Three common tests, used in combination. First, the interval width: stop when b - a < tol_abs + tol_rel·|c|. Second, the residual: stop when |f(c)| is below a threshold. Third, an iteration cap. Width-based tests are reliable because bisection's interval is a hard error bound — the true root is provably within (b-a)/2 of the midpoint. Residual-based tests can fail near flat zones where |f(c)| is tiny but c is far from a root.

What about multiple roots inside the bracket?

Bisection finds one root. If the bracket contains multiple sign changes — say three roots r1 < r2 < r3 with f(a) < 0 and f(b) < 0 but f crosses zero three times in between — then f(a)·f(b) > 0 and the algorithm refuses to start. If f(a)·f(b) < 0 there's an odd number of sign changes, and bisection converges to one of them, often unpredictably. Pre-search by scanning sign changes on a fine grid if multiple roots are expected.

Why does every robust solver still use bisection as a backup?

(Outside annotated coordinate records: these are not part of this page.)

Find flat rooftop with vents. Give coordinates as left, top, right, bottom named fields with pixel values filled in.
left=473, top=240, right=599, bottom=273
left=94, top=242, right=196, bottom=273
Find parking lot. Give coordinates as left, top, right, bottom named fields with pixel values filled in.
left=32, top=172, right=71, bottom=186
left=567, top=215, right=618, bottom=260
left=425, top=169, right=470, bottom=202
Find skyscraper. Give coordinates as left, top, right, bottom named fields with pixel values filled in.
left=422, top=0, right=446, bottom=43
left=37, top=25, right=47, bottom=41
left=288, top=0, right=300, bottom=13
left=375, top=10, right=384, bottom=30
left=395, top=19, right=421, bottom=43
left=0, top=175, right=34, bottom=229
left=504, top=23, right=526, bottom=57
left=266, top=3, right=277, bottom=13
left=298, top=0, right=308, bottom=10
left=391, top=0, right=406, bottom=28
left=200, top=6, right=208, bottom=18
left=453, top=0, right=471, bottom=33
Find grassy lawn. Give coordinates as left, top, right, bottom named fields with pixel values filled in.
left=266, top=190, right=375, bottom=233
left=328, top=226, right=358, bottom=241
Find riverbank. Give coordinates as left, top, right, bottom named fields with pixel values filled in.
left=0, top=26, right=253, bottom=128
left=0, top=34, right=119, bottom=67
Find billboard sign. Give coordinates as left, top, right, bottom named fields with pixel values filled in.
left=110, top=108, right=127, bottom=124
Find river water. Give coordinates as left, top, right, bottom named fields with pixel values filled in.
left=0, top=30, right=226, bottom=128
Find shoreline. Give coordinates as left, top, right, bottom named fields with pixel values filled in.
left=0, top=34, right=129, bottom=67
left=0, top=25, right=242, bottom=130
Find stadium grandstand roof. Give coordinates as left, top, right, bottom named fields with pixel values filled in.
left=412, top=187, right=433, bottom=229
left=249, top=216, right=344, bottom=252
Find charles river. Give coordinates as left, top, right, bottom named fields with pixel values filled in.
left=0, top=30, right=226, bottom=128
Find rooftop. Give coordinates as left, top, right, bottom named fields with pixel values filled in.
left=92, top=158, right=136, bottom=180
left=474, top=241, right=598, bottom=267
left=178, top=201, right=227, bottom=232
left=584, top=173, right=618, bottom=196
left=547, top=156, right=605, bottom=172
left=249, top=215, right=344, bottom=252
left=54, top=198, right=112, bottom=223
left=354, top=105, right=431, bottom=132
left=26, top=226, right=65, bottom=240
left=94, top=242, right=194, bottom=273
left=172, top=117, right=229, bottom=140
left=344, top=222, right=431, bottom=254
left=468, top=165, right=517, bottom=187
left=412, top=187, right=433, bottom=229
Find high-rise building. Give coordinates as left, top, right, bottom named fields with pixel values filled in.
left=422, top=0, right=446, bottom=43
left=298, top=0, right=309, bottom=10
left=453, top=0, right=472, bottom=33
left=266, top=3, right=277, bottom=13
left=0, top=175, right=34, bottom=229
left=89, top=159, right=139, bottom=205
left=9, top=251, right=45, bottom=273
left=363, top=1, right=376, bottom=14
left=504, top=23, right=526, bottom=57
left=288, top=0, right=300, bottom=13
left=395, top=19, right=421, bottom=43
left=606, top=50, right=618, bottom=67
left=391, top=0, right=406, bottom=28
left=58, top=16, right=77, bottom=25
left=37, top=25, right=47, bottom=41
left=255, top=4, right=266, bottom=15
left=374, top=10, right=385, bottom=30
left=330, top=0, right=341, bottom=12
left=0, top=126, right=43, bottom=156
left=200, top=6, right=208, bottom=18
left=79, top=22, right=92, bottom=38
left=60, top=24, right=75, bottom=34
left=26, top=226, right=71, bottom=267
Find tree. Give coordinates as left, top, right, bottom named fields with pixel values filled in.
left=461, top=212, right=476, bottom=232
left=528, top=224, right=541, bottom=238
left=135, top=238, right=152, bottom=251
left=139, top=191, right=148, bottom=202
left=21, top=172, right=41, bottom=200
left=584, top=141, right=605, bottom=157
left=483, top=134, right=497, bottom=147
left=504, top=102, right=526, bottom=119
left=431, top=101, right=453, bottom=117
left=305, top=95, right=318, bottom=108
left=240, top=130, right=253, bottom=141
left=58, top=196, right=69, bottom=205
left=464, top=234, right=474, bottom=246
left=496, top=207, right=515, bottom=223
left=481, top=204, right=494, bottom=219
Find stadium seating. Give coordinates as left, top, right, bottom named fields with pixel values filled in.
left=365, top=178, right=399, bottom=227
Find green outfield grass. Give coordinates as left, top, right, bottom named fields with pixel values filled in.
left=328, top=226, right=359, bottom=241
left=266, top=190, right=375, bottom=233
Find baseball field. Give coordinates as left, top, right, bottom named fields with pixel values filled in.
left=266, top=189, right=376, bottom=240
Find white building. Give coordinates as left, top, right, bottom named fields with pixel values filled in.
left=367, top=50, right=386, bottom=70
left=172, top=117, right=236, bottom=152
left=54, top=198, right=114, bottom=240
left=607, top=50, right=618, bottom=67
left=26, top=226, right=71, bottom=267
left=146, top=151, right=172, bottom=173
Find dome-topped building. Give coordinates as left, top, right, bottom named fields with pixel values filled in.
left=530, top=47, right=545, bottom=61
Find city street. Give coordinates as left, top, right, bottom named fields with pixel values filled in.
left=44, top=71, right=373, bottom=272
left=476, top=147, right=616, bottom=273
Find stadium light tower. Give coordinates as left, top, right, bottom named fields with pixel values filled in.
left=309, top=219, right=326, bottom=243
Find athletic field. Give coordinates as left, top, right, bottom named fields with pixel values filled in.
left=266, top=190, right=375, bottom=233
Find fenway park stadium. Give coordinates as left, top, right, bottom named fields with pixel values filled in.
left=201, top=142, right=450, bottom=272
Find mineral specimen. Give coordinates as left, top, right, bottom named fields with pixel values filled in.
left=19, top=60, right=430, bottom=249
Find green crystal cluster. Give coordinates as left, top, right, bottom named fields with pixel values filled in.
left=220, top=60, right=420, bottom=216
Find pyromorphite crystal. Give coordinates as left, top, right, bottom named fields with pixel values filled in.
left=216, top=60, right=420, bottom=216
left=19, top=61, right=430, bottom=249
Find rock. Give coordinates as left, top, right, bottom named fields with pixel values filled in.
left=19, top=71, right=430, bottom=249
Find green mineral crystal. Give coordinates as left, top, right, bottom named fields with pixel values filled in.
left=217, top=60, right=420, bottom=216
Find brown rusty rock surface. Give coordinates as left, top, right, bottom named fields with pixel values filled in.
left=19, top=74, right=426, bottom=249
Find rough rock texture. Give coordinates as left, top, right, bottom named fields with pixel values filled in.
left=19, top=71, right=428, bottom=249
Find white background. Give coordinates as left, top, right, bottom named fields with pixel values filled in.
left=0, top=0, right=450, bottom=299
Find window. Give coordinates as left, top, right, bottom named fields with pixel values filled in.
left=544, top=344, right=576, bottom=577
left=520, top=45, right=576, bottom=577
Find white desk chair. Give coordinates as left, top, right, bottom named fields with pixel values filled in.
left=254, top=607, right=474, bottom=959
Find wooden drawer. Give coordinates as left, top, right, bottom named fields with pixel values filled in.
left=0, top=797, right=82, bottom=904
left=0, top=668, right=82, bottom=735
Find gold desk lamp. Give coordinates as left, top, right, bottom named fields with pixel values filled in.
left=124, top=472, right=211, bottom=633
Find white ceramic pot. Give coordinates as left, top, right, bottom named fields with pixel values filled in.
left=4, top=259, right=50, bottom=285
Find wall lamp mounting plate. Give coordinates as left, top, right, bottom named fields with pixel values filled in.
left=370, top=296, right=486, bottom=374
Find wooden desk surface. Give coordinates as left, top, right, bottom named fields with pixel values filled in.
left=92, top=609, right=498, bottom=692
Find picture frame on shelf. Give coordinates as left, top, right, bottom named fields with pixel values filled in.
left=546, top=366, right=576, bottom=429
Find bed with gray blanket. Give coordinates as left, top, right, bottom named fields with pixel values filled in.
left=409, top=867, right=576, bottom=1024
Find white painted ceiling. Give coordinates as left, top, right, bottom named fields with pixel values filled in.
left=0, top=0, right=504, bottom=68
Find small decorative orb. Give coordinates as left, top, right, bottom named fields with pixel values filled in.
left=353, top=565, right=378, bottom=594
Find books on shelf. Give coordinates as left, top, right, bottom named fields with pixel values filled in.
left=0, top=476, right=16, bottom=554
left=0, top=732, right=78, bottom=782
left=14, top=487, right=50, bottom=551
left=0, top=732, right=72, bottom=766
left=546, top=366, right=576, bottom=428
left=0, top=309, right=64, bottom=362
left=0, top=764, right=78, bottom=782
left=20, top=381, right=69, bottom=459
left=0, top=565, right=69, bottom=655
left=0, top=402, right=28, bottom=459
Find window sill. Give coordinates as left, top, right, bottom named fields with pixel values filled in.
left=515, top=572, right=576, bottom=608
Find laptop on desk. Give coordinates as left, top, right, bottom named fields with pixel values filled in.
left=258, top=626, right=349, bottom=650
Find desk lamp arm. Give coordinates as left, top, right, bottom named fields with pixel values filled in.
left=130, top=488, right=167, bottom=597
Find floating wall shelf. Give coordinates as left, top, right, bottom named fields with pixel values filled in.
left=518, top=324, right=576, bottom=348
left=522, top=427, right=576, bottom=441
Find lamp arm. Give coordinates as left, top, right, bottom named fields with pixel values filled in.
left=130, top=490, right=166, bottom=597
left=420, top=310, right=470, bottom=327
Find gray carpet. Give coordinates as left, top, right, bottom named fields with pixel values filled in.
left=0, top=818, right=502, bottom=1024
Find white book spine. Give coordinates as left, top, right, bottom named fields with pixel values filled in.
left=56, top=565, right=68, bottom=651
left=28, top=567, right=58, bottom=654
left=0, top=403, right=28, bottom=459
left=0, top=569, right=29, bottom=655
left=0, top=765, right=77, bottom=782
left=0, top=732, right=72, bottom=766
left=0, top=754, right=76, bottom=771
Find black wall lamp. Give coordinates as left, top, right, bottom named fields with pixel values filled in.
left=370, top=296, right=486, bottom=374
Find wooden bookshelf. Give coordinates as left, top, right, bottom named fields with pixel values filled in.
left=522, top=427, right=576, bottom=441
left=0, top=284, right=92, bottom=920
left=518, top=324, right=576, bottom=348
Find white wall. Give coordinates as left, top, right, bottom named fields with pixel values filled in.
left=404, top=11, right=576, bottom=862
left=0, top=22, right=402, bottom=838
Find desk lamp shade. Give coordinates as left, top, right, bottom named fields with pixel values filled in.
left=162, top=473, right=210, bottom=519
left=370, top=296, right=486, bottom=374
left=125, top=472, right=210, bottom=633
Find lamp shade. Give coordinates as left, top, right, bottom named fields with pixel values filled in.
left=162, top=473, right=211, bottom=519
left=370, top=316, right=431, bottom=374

Because nothing else is guaranteed. Brent's method, Ridders' method, Illinois, and TOMS 748 are all hybrid algorithms — they try a fast step (secant, inverse quadratic interpolation, or hyperbolic) and accept it only if the new estimate stays inside the current bracket and reduces it sufficiently. If the fast step fails any test, the algorithm falls back to a bisection step. This preserves the guaranteed convergence of bisection while picking up the speed of higher-order methods when the function behaves well.

Who first wrote down the bisection method?

The idea is implicit in Bernard Bolzano's 1817 proof of the intermediate value theorem — he constructed a root by successive halving and bracketing. Cauchy gave a more explicit version in his Cours d'Analyse (1821). As a computational algorithm with stopping criteria, it solidified in the early 20th century with the rise of numerical tables. Today it's the first algorithm in every numerical analysis textbook because its proof is one line and its code is six.